Tak hanya itu, lanjut Dewi, di kawasan pesisir pantai sudah diatur pula bahwa hanya garis sempadan pantai yang boleh disertifikatkan, dengan minimal jaraknya 100 meter dari titik surut. Dengan demikian, pagar (bangunan) di laut jelas merupakan bentuk pelanggaran.
“Jika benar bahwa HGU tersebut berada di atas wilayah perairan, maka ada praktik akrobatik hukum secara kolektif yang melatarbelakanginya,” kata Dewi.
Praktik akrobatik hukum dimaksud, kata Dewi, yang pertama, perusahaan dan pemerintah daerah mengubah tata ruang darat dan laut, sehingga garis batas laut berubah, sehingga otomatis sepadan pantai juga ikut berubah. Kedua, Kementerian ATR/BPN memberi izin tata ruang baru (PKKPR), karena ada perubahan dari pemerintah daerah.
Yang ketiga, sengaja melakukan pembelokan data dalam memberikan risalah Panitia A terkait dengan permohonan HGB. Untuk hal ini, Dewi berani memastikan adanya pembelokan data mengenai riwayat tanah, kondisi tanah, batas tanah dan lain-lain, yang disebut dengan data fisik.
Yang keempat, dasar risalah yang salah menjadi bahan terbitnya surat keputusan penerbitan HGB. Terakhir, kelima, terbitnya 263 bidang sertifikat HGB dan 17 bidang SHM menunjukkan akrobatik hukum dan praktik mafia tanah di dalamnya.
“Pemecahan HGB menjadi bidang-bidang kecil dan banyak jumlah sertifikatnya biasanya akrobatik hukum lainnya agar prosesnya cukup diurus di tingkat Kantor Pertanahan Tangerang atau Kanwil Banten, tanpa perlu ke pusat,” kata Dewi.
Dengan adanya lima tindakan akrobatik hukum tersebut, imbuh Dewi, maka terbitnya HGB di laut itu adalah hasl dari gotong royong berjamaah dalam melakukan kesalahan hukum pertanahan dari sisi pemerintah daerah, BPN, Kementerian Kelautan dan Perikanan (KKP), termasuk Kementerian Lingkungan Hidup dan Kehutanan (sekarang Kementerian Kehutanan).
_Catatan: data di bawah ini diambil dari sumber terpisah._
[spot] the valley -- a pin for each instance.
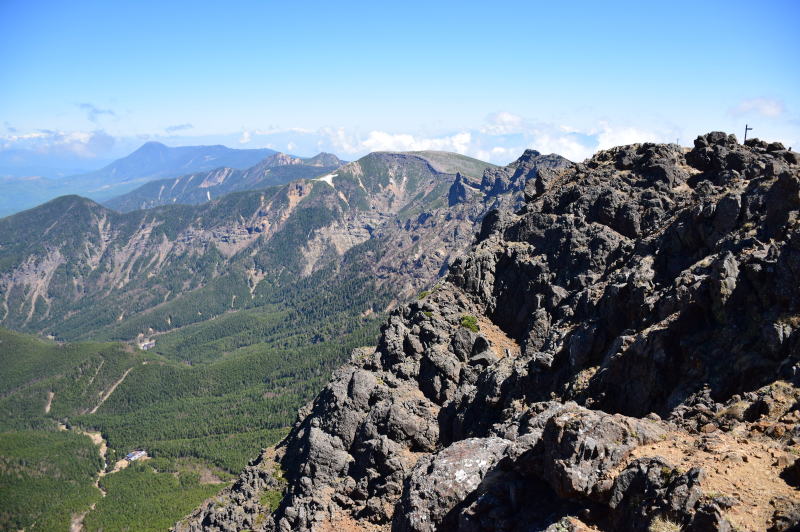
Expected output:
(251, 301)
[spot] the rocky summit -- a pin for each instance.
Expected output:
(622, 353)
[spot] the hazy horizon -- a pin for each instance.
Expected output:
(90, 82)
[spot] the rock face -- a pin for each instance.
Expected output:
(641, 309)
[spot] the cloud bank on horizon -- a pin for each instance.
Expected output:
(499, 139)
(485, 81)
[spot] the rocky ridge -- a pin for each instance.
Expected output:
(200, 187)
(623, 353)
(71, 267)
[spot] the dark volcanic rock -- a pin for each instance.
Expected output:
(646, 283)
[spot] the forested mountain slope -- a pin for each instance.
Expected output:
(200, 187)
(152, 160)
(622, 353)
(74, 269)
(235, 355)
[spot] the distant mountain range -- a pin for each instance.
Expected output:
(199, 187)
(152, 160)
(251, 299)
(76, 269)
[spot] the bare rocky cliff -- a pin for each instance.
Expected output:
(622, 353)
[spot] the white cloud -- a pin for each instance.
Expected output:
(382, 141)
(94, 113)
(762, 106)
(84, 144)
(503, 123)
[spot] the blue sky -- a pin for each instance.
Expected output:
(95, 79)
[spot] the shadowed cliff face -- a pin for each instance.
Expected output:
(604, 357)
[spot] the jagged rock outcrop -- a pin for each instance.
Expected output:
(621, 353)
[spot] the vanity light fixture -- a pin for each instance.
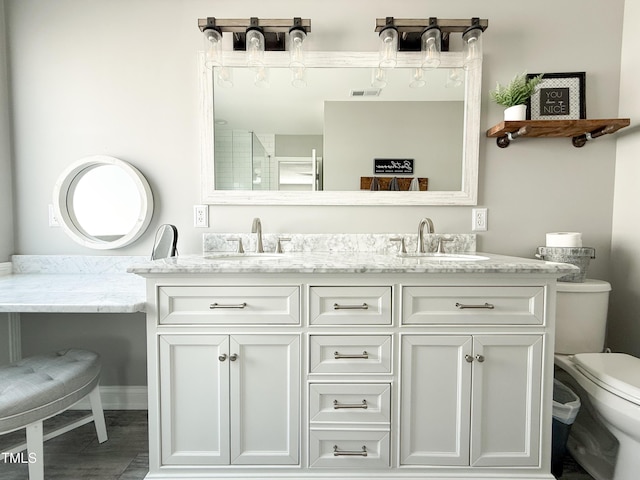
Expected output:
(431, 44)
(472, 44)
(430, 37)
(388, 44)
(255, 35)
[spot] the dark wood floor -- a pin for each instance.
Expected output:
(77, 455)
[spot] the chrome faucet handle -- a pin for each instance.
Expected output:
(403, 246)
(441, 241)
(240, 248)
(279, 243)
(424, 223)
(256, 227)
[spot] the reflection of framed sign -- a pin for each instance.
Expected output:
(560, 96)
(393, 165)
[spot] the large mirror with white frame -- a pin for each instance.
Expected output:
(316, 145)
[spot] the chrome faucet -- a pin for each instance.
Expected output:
(425, 222)
(256, 227)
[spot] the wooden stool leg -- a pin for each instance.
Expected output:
(98, 414)
(35, 451)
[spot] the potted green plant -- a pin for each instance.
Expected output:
(514, 96)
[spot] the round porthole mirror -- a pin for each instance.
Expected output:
(102, 202)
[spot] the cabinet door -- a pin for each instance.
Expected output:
(506, 400)
(435, 401)
(194, 399)
(265, 399)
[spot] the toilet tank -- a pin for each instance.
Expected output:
(581, 316)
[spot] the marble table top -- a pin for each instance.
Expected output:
(72, 284)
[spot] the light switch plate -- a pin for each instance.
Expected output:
(201, 216)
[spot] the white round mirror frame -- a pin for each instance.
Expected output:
(66, 217)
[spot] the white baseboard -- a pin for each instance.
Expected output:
(118, 398)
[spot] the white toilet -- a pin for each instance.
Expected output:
(605, 437)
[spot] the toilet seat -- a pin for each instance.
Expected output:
(617, 373)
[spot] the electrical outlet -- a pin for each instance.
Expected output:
(479, 220)
(201, 216)
(53, 221)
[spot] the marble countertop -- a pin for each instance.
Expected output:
(72, 293)
(72, 284)
(344, 262)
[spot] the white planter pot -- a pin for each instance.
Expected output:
(517, 112)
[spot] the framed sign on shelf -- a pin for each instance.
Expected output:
(560, 96)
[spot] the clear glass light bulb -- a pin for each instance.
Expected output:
(296, 51)
(212, 48)
(388, 52)
(255, 48)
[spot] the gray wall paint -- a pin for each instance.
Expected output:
(127, 86)
(6, 191)
(624, 314)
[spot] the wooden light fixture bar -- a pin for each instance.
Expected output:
(274, 29)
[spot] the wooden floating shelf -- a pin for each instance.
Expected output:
(579, 130)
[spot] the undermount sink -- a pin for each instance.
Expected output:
(445, 257)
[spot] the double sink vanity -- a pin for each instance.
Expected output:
(345, 358)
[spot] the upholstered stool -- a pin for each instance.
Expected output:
(36, 388)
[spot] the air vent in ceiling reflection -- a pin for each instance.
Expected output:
(368, 92)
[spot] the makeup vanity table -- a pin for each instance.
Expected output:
(68, 284)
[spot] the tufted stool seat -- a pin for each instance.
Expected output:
(39, 387)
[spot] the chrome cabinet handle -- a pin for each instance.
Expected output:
(337, 405)
(469, 358)
(462, 306)
(349, 453)
(337, 306)
(338, 355)
(227, 305)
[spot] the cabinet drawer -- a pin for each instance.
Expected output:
(349, 403)
(350, 353)
(473, 305)
(348, 448)
(232, 305)
(350, 305)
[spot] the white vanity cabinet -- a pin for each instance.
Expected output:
(350, 375)
(229, 399)
(470, 400)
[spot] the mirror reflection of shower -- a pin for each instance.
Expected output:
(243, 159)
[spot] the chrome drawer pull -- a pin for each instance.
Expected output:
(337, 405)
(462, 306)
(338, 355)
(223, 305)
(349, 453)
(337, 306)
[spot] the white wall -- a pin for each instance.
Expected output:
(624, 318)
(119, 77)
(6, 192)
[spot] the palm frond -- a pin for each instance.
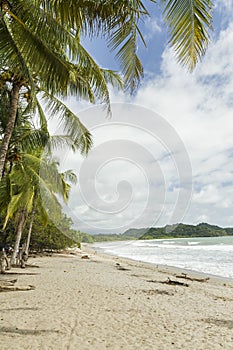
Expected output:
(69, 122)
(190, 22)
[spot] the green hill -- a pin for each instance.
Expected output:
(169, 231)
(183, 230)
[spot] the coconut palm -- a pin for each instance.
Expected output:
(26, 187)
(43, 37)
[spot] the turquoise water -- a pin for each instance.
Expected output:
(208, 255)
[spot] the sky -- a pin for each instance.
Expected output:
(166, 154)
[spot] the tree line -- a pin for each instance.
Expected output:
(42, 62)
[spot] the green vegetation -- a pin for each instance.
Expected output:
(182, 230)
(169, 231)
(42, 62)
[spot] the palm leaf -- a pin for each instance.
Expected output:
(189, 22)
(69, 122)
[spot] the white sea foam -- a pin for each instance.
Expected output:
(209, 255)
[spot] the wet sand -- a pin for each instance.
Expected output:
(105, 302)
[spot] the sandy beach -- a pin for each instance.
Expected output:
(104, 302)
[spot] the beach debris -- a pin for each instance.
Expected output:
(157, 291)
(12, 288)
(176, 283)
(184, 275)
(85, 256)
(9, 286)
(121, 268)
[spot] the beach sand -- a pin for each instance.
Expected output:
(106, 302)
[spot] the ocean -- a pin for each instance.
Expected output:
(207, 255)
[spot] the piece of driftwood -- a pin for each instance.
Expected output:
(183, 275)
(119, 267)
(8, 282)
(176, 283)
(5, 288)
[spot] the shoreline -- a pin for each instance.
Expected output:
(92, 301)
(166, 268)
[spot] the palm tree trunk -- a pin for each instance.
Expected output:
(30, 228)
(21, 221)
(10, 125)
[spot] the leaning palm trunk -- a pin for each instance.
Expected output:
(10, 126)
(21, 221)
(30, 229)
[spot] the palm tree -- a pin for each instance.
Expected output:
(43, 37)
(25, 187)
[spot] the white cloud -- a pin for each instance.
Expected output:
(140, 171)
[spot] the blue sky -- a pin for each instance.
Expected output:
(166, 157)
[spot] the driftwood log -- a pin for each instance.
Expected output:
(185, 276)
(9, 286)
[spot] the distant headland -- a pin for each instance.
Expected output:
(169, 231)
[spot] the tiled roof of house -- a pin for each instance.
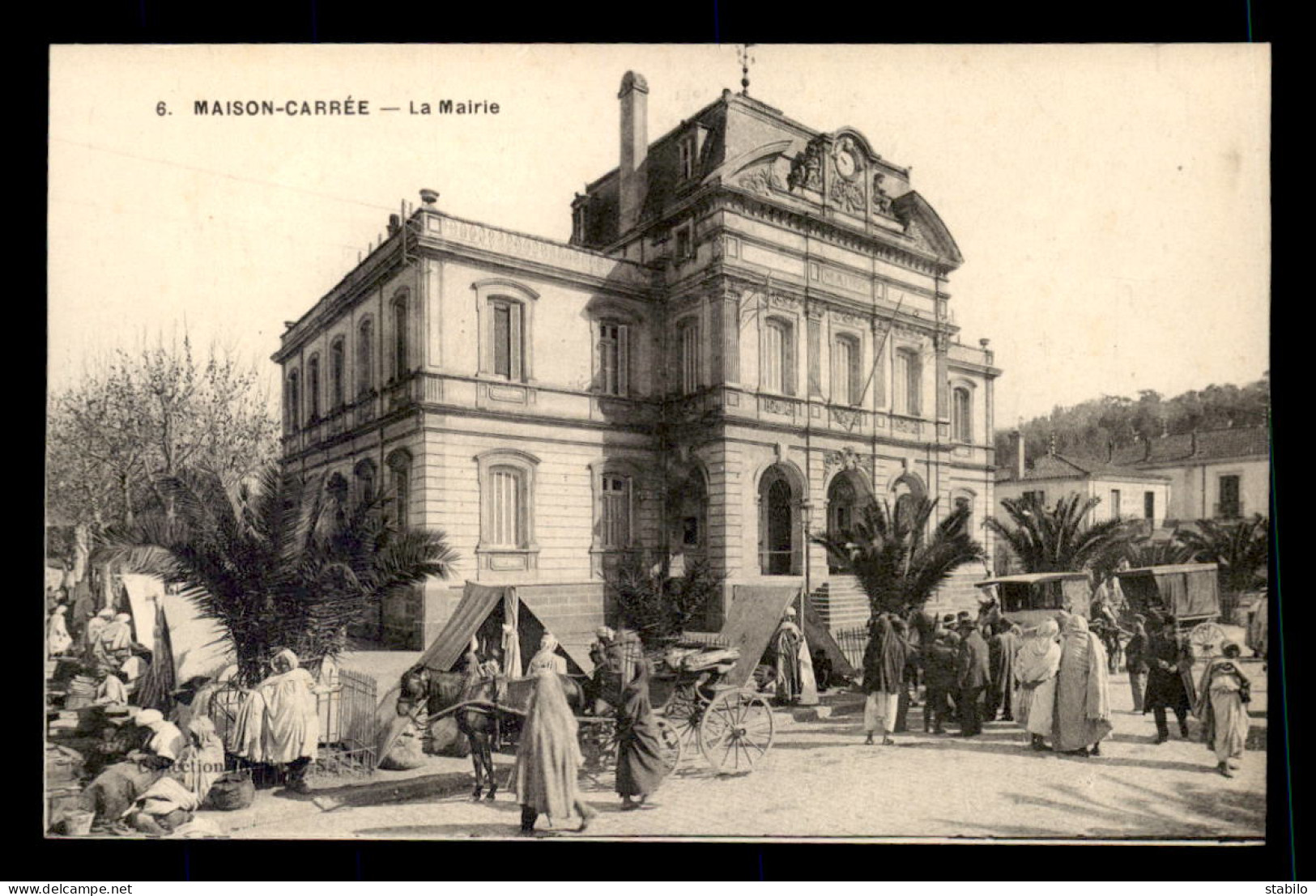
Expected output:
(1061, 466)
(1210, 445)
“Atas situasi ini, KPA mendesak Menteri Nusron di bawah komando Presiden Prabowo membongkar akrobatik HGB dan SHM di PIK (Pantai Indah Kapuk) 2 ini. Apalagi rakyat kecil, nelayan dan petani sudah jadi korban akibat PIK 2,” katanya.
Dewi menambahkan, memagari laut sehingga nelayan terdampak tidak bisa melaut merupakan bentuk pelanggaran hukum dan konstitusi. Sebab, Pasal 33 Ayat 3, UUD 45 menyebutkan bahwa bumi, air dan kekayaan alam dikuasai oleh negara untuk sebesar-besarnya kemakmuran rakyat. UU Pokok Agraria Tahun 1960, sebagai terjemahan Pasal 33 Ayat 3, lanjut Dewi, tidak hanya mengatur soal hak atas tanah, tetapi juga hak-hak atas air yang menyangkut hak guna air, serta hak pemeliharaan dan penangkapan ikan.
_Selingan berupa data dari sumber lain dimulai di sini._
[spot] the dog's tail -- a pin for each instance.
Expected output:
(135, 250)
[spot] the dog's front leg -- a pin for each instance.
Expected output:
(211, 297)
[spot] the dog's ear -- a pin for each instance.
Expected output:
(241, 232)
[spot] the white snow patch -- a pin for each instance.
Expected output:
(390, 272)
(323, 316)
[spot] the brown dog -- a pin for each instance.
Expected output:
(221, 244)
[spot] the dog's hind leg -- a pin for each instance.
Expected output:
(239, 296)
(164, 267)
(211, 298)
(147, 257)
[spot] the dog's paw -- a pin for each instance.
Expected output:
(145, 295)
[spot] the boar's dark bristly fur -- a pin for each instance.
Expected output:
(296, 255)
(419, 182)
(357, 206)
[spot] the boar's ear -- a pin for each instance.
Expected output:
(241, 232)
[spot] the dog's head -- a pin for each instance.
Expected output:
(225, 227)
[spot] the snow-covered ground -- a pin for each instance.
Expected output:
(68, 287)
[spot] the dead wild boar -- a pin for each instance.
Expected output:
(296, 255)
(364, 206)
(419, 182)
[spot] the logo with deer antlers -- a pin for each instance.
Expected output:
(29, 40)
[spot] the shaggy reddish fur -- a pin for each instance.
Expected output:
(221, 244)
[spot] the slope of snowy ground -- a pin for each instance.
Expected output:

“Pemagaran laut sepanjang 30 km telah melanggar konsitusionalitas nelayan di perairan-laut Tangerang. Padahal, sejak 1960 para pendiri bangsa kita sudah mengingatkan, monopoli swasta atas sumber-sumber agraria tidak diperkenankan ada bumi pertiwi ini.,” ujarnya.
Dewi berpendapat, area PIK 2 seharusnya dijadikan objek reforma agraria sehingga petani, nelayan dan masyarakat miskin di sana mendapatkan kepastian hak atas tanah bagi perumahan, pertaniannya dan wilayah tangkapnya. Apalagi Perpres Reforma Agraria juga telah memberikan jalan bagi petani dan nelayan kecil untuk menjadi subyek reforma agraria.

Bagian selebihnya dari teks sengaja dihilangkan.